Configuring a UX team – are "super designers" the way to go?
To see what new UX projects ICS has been working on, come by our booth at DESIGN East September 18 and 19 at the Hynes Convention Center in Boston.
At ICS, we’ve cultivated a cross-disciplinary UX team. To be more specific, everyone has UX skills of some flavor and everyone has at least some experience with coding. To be even more specific, some of us are designers that learned to code and some of us are engineers that acquired UX skills.
One can imagine numerous advantages with this team configuration, such as better collaboration between designers and developers and more flexibility in resourcing staff. Seems quite ideal on the face of it.
Jared Spool, in his article, Why The Valley Wants Designers That Can Code, makes the point that hiring managers, particularly in start-ups, perceive “super designers” (designers that code) as the ideal way to go. Since startups tend to run lean, they can accomplish a broader range of tasks even with scarce resources. However, designers themselves are split on the opinion of whether super designers can fight for the needs of the user.

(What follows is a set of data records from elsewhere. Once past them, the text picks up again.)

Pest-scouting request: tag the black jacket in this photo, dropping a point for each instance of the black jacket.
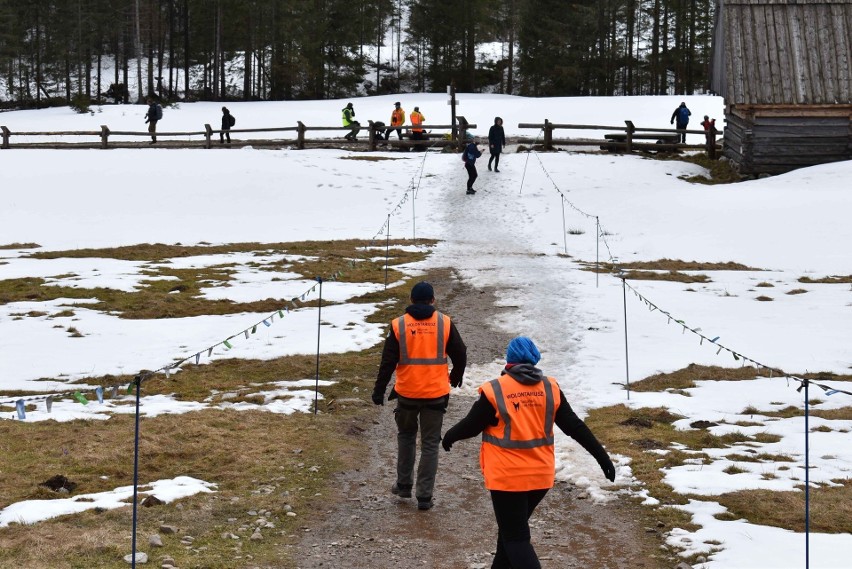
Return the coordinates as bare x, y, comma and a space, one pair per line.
456, 350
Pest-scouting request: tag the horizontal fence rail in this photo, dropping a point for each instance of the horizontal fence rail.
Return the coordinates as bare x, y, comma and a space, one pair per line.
626, 138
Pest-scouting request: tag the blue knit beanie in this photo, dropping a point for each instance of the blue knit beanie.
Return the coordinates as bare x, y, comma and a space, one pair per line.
522, 350
422, 292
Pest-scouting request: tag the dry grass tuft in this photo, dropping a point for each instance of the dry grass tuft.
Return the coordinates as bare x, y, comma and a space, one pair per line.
20, 246
833, 279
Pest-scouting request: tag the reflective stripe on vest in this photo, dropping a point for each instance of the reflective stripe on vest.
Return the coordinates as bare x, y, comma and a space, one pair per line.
439, 348
506, 441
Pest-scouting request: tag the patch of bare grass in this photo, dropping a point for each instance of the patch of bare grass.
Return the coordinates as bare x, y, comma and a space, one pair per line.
686, 377
830, 508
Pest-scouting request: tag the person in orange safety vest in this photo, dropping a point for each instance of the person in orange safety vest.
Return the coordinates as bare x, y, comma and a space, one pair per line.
397, 120
515, 414
417, 119
417, 348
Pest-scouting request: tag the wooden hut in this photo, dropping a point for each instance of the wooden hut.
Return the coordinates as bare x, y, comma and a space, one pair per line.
784, 68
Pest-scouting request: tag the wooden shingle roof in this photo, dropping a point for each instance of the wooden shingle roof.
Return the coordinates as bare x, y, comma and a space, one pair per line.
783, 52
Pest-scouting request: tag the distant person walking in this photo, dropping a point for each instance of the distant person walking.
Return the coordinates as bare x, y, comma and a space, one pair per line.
515, 414
152, 117
496, 142
681, 116
349, 120
228, 121
397, 120
417, 120
417, 348
471, 153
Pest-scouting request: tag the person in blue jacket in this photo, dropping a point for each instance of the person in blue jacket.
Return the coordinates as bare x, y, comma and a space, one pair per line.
471, 153
681, 115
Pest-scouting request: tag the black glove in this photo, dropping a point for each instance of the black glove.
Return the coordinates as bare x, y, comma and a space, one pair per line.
378, 398
607, 467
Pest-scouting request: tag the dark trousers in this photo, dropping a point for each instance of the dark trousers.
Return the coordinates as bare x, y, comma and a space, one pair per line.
429, 413
682, 134
471, 174
496, 159
513, 511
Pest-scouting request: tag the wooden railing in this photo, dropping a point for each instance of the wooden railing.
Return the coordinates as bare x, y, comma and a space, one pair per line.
630, 140
298, 139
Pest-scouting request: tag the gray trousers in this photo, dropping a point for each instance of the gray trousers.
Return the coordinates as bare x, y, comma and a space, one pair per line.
430, 415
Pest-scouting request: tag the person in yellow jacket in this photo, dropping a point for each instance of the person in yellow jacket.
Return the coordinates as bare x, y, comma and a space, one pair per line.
417, 348
417, 120
515, 414
397, 120
349, 121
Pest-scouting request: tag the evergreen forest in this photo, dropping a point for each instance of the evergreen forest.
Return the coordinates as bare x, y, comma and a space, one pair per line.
55, 51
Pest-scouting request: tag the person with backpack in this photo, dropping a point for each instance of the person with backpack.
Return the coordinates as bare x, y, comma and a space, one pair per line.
681, 115
515, 414
228, 121
348, 120
496, 142
469, 156
154, 114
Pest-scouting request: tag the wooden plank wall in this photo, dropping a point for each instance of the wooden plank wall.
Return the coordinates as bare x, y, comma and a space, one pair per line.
777, 139
785, 52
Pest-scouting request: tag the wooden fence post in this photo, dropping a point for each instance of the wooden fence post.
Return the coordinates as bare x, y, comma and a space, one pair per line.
462, 141
548, 135
629, 131
301, 144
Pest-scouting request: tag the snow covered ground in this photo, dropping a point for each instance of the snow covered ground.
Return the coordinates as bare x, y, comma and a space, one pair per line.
511, 235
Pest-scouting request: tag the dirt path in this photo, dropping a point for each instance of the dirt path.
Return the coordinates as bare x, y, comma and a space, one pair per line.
368, 527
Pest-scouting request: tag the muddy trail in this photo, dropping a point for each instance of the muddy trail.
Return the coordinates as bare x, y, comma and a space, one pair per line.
365, 526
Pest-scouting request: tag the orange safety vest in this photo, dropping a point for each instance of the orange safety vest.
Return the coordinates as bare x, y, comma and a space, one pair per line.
417, 119
398, 117
422, 371
517, 454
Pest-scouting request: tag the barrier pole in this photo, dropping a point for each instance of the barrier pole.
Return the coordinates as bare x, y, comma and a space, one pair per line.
319, 327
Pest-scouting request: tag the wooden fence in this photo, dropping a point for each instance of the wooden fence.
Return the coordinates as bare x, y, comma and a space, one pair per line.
624, 138
374, 138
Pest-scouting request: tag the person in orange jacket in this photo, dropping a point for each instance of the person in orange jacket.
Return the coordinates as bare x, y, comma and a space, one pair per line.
515, 414
397, 120
417, 119
417, 348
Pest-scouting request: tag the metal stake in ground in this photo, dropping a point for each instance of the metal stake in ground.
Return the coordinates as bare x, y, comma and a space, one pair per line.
138, 381
319, 326
626, 354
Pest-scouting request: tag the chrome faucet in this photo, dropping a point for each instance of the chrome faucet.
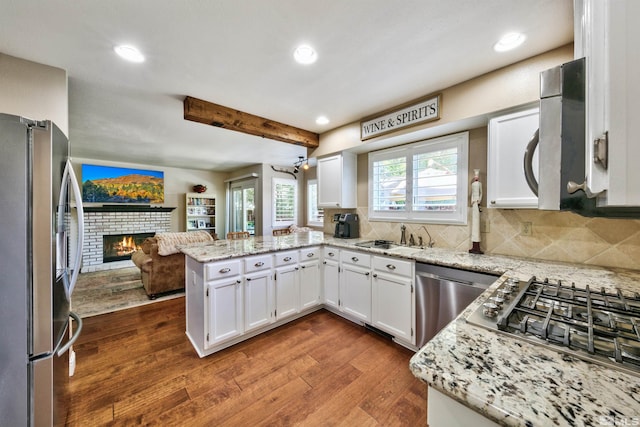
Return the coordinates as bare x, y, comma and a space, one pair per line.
431, 241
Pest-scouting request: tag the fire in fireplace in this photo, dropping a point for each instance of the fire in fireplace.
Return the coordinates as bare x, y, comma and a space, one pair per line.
119, 247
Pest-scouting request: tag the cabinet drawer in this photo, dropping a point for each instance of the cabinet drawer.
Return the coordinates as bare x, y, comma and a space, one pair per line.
355, 258
331, 253
393, 265
220, 270
307, 254
256, 263
286, 258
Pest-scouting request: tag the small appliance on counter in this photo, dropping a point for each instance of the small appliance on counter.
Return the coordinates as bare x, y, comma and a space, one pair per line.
347, 226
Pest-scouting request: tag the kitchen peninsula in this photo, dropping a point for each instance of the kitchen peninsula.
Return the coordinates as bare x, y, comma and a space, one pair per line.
507, 380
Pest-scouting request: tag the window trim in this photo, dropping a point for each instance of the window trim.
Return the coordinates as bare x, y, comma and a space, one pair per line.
459, 217
309, 221
292, 182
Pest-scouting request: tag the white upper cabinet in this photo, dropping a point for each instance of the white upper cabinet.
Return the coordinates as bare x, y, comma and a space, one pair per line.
337, 181
508, 137
607, 34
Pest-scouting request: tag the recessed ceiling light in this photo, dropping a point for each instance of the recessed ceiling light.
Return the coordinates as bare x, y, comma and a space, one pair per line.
509, 41
322, 120
129, 53
304, 54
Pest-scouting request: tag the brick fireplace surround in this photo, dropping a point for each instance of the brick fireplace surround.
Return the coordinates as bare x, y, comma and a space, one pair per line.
114, 219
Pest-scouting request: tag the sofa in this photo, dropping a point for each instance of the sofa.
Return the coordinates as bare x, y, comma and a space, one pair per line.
160, 262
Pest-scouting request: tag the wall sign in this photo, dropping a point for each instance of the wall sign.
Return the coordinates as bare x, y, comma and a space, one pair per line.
423, 111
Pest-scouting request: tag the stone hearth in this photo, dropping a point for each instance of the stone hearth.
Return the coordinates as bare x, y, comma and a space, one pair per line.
112, 220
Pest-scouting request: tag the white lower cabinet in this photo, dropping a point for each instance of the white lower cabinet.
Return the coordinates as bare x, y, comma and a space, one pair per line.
287, 284
225, 309
287, 291
258, 300
393, 302
355, 292
310, 284
331, 276
355, 284
232, 300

Each discipline – usability and engineering – serves a different god, so to speak. When you design interfaces, you prioritize the users’ needs; when you write code, you optimize for the technology. These often are in direct competition with each other. Designers are always asking for simplicity of usability, which translates into lots of iteration. Programmers want simplicity of programming – a spec that doesn’t change.
You might think that all conflicts are solved between design and development if you employ people who have skills in both arenas. But I wonder, does a designer/programmer present a conflict of interest, like a lawyer representing two clients battling over the same inheritance? In a realm where technology holds so much power, will user priorities have the opportunity to be presented vigorously enough.
Jenifer Tidwell (a super designer herself) states in her blog entry, Designers that code: a response to Jared Spool, that while working in a large software company, her programming skills were more highly valued than her UX skills. Her time ended up being more programming heavy and design lite. This unfortunately is the reality – you can ship a product with a bad UX, although your customers may disappear, but you can’t ship a product if the code doesn’t work.
So, hiring managers see a super designer as a potentially more valuable employee. Meanwhile, designers are split on whether super designers can effectively do both. But, what is the best team configuration to achieve a good end product?
Here’s what I’ve observed:
There are circumstances where design/build skills classically work well – technology research, as well as developing product concepts and prototype building. Here bugs and the small details of usability don’t matter much; what does matter is finding ways to synthesize technology and usability.
On a small project, cross-discipline individuals offer more skillsets to a small team.
However on large projects, specialization leads to a higher level of professionalism in each aspect of the final product. If you have a larger team, ideally you want individuals who bring deep, unique skills. You want an animator designing the animation, not a UX designer who made a Flash animation once for a class assignment.
On any project, good communication is paramount. When two disciplines each have their own professional jargon, a cross-discipline individual has more potential to speak the language of both. Thus they can potentially communicate more successfully with team members and customers.
Cross-discipline skills have worked well for us at ICS, because we work on a variety of projects – large and small, research and end-user. A small project may get one super designer. A larger project may require that we each specialize in a particular skillset that we possess, such as wireframing, information architecture or graphic design. We continue to evolve our team and fight to make sure that we are not letting the programming take away from the usability.